In the final moments of every mother’s life, her son must waltz into the kitchen before curfew to make a sandwich. But for Vivian Hardman, the sandwiches were not an option.
Four decades before her death, her son Lou emerged from the family basement in Detroit, bought a couple of train tickets, and headed to the west coast with the intent of becoming famous — “an American Elvis,” as he put it. When he arrived at San Francisco’s Chinatown, he was carrying nothing but a guitar. The first American mother to grant an interview after her son’s death, Mrs. Hardman told an Oakland paper years later that she knew that her son was likely to die in police custody. She was not wrong.
Once he arrived in San Francisco, Mr. Hardman started playing music, bringing into the public domain material he’d written in Japanese while serving with the U.S. Army in Tokyo during World War II. He played on nightclub stages and in clubs and sold thousands of records. In 1972, Mr. Hardman left for Hollywood. He made appearances on “The Tonight Show,” but was known more for a 1973 performance with The Beach Boys.
Like so many with their own particular way of doing things, Mr. Hardman was not very well-liked by his acquaintances, particularly a fellow violinist named Johnny Mark, whom he worked with for some time.

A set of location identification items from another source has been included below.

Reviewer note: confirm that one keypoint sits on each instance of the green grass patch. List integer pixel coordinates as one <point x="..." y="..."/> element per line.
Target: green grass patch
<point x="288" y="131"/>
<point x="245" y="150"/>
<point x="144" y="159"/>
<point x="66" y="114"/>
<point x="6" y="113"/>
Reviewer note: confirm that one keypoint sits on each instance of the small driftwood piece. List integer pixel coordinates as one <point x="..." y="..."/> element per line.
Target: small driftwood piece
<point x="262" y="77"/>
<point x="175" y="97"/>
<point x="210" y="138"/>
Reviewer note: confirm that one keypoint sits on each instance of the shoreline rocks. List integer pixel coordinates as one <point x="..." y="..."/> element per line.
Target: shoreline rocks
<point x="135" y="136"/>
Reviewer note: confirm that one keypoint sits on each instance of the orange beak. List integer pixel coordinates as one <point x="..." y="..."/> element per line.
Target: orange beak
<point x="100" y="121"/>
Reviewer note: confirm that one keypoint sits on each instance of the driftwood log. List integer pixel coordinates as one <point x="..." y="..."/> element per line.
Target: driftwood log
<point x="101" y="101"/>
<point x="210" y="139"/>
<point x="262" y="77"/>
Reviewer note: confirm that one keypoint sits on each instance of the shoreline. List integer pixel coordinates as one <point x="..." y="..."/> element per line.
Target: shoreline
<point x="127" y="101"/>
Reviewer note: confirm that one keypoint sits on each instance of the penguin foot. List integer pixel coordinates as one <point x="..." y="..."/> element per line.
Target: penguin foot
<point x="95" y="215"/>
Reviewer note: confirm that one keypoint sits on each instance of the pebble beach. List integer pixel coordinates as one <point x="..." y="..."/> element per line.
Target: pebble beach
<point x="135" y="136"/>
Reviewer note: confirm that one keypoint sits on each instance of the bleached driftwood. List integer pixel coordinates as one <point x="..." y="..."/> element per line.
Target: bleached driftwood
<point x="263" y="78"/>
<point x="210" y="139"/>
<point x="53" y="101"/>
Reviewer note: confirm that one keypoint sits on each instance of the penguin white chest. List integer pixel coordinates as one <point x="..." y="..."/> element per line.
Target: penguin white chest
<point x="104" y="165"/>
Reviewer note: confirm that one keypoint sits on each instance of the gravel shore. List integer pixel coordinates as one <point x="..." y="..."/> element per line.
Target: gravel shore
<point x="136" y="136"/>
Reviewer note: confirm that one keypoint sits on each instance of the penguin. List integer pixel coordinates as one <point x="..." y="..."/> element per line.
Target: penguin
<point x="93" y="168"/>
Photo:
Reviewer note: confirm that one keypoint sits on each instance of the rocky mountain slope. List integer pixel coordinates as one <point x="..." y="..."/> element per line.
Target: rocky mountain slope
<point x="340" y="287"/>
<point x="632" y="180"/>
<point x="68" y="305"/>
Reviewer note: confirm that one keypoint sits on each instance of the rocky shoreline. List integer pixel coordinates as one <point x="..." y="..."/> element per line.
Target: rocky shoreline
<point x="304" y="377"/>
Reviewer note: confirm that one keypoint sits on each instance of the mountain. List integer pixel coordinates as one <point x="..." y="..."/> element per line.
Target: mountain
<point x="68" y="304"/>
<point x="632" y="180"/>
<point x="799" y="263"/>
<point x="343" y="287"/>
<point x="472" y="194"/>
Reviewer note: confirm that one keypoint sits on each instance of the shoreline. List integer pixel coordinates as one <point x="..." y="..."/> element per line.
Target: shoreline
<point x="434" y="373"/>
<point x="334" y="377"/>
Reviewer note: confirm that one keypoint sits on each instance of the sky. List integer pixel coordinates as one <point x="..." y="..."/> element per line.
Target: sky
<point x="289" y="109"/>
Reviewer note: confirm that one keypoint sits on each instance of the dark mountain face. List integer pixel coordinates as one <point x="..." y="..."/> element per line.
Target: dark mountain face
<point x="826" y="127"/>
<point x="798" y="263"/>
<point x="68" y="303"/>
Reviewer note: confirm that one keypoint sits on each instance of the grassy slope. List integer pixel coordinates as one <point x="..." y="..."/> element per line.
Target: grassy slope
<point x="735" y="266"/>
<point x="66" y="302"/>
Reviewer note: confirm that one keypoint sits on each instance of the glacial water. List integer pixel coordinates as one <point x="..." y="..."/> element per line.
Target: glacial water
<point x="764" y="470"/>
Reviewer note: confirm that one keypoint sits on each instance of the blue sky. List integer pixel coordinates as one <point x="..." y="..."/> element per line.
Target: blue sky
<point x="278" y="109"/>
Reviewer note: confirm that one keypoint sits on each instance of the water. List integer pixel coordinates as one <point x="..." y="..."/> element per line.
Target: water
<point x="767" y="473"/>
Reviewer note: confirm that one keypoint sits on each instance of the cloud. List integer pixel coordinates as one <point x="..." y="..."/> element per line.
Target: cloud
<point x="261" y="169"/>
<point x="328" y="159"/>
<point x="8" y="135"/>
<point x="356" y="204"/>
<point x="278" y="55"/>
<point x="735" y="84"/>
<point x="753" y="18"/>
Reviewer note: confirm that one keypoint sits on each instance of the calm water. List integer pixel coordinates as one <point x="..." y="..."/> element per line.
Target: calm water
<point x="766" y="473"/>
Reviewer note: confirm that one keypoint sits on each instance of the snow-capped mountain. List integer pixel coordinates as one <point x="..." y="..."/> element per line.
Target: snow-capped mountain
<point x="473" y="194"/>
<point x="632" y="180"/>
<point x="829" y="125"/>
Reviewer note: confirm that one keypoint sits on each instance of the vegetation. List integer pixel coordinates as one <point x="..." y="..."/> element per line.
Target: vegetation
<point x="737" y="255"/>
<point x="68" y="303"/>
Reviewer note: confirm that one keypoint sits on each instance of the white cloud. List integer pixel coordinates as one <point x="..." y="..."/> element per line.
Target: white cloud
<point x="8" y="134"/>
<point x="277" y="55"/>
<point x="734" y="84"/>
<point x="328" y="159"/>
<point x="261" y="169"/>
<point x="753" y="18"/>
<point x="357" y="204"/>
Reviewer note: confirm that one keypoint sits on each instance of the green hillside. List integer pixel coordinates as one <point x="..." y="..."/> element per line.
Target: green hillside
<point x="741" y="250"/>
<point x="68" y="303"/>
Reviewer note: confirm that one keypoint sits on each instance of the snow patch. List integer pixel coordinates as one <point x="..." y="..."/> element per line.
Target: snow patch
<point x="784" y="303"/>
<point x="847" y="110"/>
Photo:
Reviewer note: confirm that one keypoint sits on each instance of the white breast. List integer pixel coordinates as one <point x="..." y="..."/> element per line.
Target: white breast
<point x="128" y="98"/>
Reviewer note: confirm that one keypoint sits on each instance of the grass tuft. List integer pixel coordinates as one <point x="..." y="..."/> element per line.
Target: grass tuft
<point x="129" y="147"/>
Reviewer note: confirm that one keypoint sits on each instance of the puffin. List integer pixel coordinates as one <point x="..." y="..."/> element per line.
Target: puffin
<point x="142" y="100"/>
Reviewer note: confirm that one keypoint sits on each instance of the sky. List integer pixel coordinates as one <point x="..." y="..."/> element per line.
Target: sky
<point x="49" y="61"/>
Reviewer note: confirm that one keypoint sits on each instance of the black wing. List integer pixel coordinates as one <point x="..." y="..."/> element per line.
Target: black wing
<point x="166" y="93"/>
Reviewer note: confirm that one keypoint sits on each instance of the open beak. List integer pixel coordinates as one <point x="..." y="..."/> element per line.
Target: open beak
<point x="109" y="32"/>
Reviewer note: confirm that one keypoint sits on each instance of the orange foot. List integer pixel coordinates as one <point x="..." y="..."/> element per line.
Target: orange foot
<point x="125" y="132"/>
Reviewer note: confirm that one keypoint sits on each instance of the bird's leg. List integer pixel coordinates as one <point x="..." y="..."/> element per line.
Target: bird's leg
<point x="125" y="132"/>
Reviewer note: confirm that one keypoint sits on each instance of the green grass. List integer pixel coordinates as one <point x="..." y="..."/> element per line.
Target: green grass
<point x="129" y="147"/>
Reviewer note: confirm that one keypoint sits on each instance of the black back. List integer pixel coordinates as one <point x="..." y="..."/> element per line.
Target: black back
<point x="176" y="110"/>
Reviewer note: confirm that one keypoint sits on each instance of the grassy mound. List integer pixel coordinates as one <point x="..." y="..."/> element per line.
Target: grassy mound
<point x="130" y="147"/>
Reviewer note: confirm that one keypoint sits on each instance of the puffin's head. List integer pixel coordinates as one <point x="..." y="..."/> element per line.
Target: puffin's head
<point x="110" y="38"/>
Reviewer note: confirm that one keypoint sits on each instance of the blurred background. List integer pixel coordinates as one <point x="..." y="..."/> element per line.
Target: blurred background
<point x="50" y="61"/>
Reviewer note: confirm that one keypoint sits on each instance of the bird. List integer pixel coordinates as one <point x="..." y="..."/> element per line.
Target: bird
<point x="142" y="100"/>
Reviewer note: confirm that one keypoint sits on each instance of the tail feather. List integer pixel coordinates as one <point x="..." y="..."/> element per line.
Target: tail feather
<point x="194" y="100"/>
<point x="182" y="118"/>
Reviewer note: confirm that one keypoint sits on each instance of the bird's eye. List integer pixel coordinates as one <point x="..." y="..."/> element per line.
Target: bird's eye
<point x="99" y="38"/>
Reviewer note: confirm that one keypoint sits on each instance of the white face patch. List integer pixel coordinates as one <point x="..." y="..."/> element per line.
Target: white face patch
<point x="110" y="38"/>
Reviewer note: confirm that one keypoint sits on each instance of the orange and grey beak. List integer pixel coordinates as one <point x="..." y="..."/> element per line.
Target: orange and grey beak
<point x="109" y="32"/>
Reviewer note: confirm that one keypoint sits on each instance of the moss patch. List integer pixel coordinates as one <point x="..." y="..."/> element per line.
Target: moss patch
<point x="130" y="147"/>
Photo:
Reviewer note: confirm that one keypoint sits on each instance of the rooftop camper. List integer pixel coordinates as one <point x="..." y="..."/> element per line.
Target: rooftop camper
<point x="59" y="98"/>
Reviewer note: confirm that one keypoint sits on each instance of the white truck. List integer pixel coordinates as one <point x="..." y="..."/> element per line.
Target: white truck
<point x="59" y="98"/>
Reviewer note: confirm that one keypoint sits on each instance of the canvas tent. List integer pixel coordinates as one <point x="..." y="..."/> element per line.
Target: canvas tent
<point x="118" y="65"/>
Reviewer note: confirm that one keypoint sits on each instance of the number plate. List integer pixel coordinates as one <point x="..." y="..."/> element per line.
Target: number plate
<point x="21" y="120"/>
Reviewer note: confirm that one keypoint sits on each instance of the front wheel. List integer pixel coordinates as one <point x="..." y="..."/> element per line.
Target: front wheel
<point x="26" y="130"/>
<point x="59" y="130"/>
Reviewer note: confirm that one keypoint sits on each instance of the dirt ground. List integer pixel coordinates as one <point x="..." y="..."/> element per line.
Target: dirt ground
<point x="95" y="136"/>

In the summer of 1974, Mr. Hardman told his mother that he planned to move to Los Angeles, but had not yet secured a visa. “To be honest, I don’t even know if they approved his visa,” she said later. Two days later, Mr. Hardman was dead. He was 33.
It is not clear what happened that night, though he was found by the police to be unresponsive in his apartment.
On Thursday, a Los Angeles grand jury declined to indict the five police officers, leaving them not culpable for his death. In the wake of the verdict, Mrs. Hardman spoke in private, telling her daughter and grandchildren that “Y’all going to kill me?”
“She was really disappointed and devastated,” said Beth Graham, who represents Ms. Hardman.
The Hardman family has filed an appeal.